RENTED houses in rural villages in the New Forest must be protected from the threat of extended right to buy legislation, councillors have warned.

In Lyndhurst - where nearly 30 people are on the register waiting for homes - parish councillors have welcomed new measures to help solve the crisis-level shortage in affordable housing in country districts.

But they told West Hampshire's new rural housing enabler Gordon Richardson that finding plots of land and money to build the homes would not be enough - rented properties in villages where building land is scarce should be ring-fenced to maintain the pool of cheaper houses for local families.

Lyndhurst's district and parish councillor Pat Wyeth said: "There are moves in the Conservative Party to allow right to buy to apply to housing association properties. I hope they will consider villages to be different. Rented housing built here should be for local people for ever. If they allow exceptional permission for affordable - rentable - houses to be built in places like Lyndhurst it would be a disaster if they were ever sold."
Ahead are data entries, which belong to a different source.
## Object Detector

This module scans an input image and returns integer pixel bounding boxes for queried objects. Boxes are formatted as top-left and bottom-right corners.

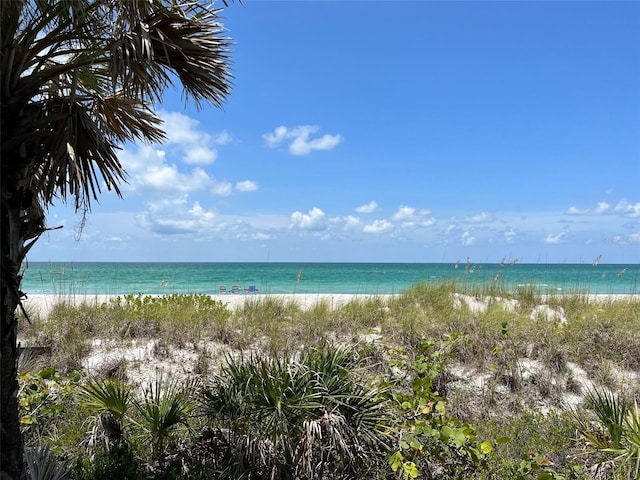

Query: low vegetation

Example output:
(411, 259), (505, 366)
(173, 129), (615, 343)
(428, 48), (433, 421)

(13, 284), (640, 480)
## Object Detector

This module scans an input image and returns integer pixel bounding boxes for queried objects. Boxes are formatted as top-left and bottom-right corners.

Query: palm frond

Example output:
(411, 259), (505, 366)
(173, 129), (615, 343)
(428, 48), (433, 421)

(80, 378), (132, 419)
(34, 97), (125, 209)
(110, 3), (232, 107)
(25, 445), (71, 480)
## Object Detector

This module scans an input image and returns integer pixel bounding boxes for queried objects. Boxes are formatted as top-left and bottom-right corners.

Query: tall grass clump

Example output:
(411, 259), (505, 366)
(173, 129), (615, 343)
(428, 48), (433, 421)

(233, 296), (301, 353)
(204, 347), (390, 479)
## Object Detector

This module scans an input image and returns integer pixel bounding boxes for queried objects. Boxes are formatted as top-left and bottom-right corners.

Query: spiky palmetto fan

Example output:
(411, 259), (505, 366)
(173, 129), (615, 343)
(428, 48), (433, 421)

(203, 347), (390, 479)
(0, 0), (231, 478)
(79, 378), (132, 448)
(135, 374), (199, 462)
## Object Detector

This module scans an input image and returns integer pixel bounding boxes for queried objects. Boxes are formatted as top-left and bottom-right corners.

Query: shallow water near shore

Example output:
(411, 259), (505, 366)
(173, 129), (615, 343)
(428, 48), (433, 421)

(22, 262), (640, 295)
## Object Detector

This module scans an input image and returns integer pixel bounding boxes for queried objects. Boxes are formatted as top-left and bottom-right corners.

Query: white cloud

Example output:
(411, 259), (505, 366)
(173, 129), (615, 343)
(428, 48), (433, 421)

(329, 215), (360, 230)
(263, 125), (344, 155)
(392, 205), (416, 220)
(362, 220), (393, 233)
(211, 130), (233, 145)
(461, 232), (476, 246)
(567, 200), (640, 218)
(251, 232), (272, 240)
(160, 111), (225, 165)
(211, 181), (233, 197)
(236, 180), (258, 192)
(182, 146), (218, 165)
(289, 207), (327, 230)
(615, 200), (640, 218)
(544, 232), (568, 245)
(466, 212), (493, 223)
(140, 195), (217, 235)
(356, 200), (378, 213)
(391, 205), (435, 229)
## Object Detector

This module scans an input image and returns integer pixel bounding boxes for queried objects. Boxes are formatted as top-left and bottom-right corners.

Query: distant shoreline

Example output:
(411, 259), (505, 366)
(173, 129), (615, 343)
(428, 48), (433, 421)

(18, 293), (640, 318)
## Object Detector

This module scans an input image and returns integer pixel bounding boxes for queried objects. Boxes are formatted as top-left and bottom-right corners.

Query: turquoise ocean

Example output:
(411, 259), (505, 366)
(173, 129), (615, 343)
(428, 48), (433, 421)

(22, 262), (640, 295)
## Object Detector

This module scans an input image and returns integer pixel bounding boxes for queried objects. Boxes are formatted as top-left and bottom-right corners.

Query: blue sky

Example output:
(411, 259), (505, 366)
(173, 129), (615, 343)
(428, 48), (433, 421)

(29, 0), (640, 263)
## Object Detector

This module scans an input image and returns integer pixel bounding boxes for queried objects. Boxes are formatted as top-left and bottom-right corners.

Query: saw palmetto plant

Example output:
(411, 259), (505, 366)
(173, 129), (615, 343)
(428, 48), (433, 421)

(0, 0), (232, 478)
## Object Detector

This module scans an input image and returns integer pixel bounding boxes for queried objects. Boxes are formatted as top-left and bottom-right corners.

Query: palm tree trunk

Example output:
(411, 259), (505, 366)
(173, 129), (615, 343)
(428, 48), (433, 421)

(0, 181), (27, 480)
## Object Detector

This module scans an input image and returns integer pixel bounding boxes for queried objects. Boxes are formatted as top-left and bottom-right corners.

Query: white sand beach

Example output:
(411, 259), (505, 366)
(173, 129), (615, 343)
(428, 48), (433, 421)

(24, 293), (640, 318)
(24, 293), (395, 318)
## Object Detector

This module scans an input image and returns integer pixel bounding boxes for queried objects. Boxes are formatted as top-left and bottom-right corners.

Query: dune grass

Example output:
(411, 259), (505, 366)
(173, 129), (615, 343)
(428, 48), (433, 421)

(13, 283), (640, 479)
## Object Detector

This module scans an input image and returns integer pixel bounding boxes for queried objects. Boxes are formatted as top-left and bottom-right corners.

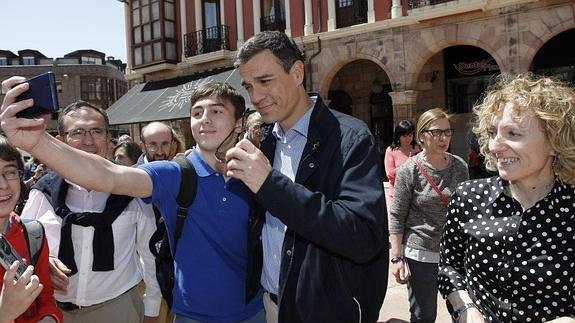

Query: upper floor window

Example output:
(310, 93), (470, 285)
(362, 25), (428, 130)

(82, 56), (102, 65)
(131, 0), (178, 65)
(22, 56), (36, 65)
(260, 0), (286, 32)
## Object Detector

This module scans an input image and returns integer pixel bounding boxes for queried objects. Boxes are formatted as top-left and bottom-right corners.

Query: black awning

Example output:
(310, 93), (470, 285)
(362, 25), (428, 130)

(107, 69), (250, 125)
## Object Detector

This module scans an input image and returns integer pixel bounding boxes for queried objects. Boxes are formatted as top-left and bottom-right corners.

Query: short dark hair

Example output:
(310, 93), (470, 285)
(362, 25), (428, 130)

(234, 31), (305, 73)
(58, 100), (110, 136)
(391, 120), (415, 148)
(190, 82), (246, 120)
(114, 141), (142, 162)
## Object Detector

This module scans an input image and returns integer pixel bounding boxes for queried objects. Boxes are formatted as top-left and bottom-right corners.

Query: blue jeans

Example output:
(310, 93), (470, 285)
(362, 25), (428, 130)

(174, 308), (266, 323)
(407, 258), (439, 323)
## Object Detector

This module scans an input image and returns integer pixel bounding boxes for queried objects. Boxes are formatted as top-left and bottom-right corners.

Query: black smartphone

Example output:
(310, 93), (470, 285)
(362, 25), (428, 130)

(0, 234), (28, 279)
(16, 72), (58, 119)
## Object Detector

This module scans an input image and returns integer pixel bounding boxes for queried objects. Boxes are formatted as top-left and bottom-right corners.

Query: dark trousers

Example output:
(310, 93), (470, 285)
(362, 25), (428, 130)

(407, 259), (438, 323)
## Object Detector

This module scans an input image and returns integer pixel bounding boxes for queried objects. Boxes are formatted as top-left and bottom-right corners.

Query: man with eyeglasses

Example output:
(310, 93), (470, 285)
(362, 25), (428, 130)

(136, 121), (174, 165)
(18, 101), (161, 323)
(0, 77), (265, 323)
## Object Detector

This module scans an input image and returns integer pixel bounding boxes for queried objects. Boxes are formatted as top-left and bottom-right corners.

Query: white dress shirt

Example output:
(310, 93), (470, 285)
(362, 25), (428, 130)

(22, 182), (161, 316)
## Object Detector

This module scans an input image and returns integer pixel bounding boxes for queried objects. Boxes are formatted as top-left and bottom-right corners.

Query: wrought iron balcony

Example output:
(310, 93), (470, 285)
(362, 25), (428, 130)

(335, 0), (367, 28)
(260, 13), (285, 32)
(184, 25), (230, 57)
(407, 0), (454, 10)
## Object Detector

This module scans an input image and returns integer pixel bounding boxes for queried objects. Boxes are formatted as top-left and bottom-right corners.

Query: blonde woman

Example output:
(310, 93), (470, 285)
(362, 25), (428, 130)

(439, 75), (575, 322)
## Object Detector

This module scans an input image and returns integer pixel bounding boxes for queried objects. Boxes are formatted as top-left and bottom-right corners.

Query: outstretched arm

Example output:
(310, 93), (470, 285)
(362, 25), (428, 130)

(0, 77), (152, 197)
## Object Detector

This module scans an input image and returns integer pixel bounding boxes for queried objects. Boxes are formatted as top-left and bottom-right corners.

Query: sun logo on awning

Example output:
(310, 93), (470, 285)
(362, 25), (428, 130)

(158, 77), (212, 112)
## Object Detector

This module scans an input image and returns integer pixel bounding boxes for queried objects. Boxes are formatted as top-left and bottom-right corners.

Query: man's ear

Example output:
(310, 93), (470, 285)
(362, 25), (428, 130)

(290, 60), (305, 85)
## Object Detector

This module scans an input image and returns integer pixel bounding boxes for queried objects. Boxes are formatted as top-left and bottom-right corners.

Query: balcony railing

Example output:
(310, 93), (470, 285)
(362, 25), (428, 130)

Cllr Wyeth - herself a Tory - said she has written to the New Forest's two Conservative MPs and New Forest district council housing chief Peter Greenfield asking them to lobby for moderation of the Tory party's recent right to buy policy.

Gordon Richardson, a former New Forest housing officer who is visiting parish councils throughout the New Forest, Test Valley and Winchester in his new role, said he was aware of the danger. For a housing association to build in a village like Lyndhurst, they would very likely use 'exceptional policy land' only available because of proven local need. Planners are trying to protect the area and it is not easy to find sites," he said.

"Parish councils should be able to vet people to make sure there are the correct local connections. It's the only justification for using greenfield sites in a village as beautiful as Lyndhurst."

Cllr Wyeth - who chairs the district planning development control committee confirmed that there were three potential sites in Lyndhurst for affordable housing.

She said that according to latest district policy, 35 per cent of new-build properties in Forest villages must be "affordable" - run by a housing association at a rent of less than £100-a-week for a three-bedroom home.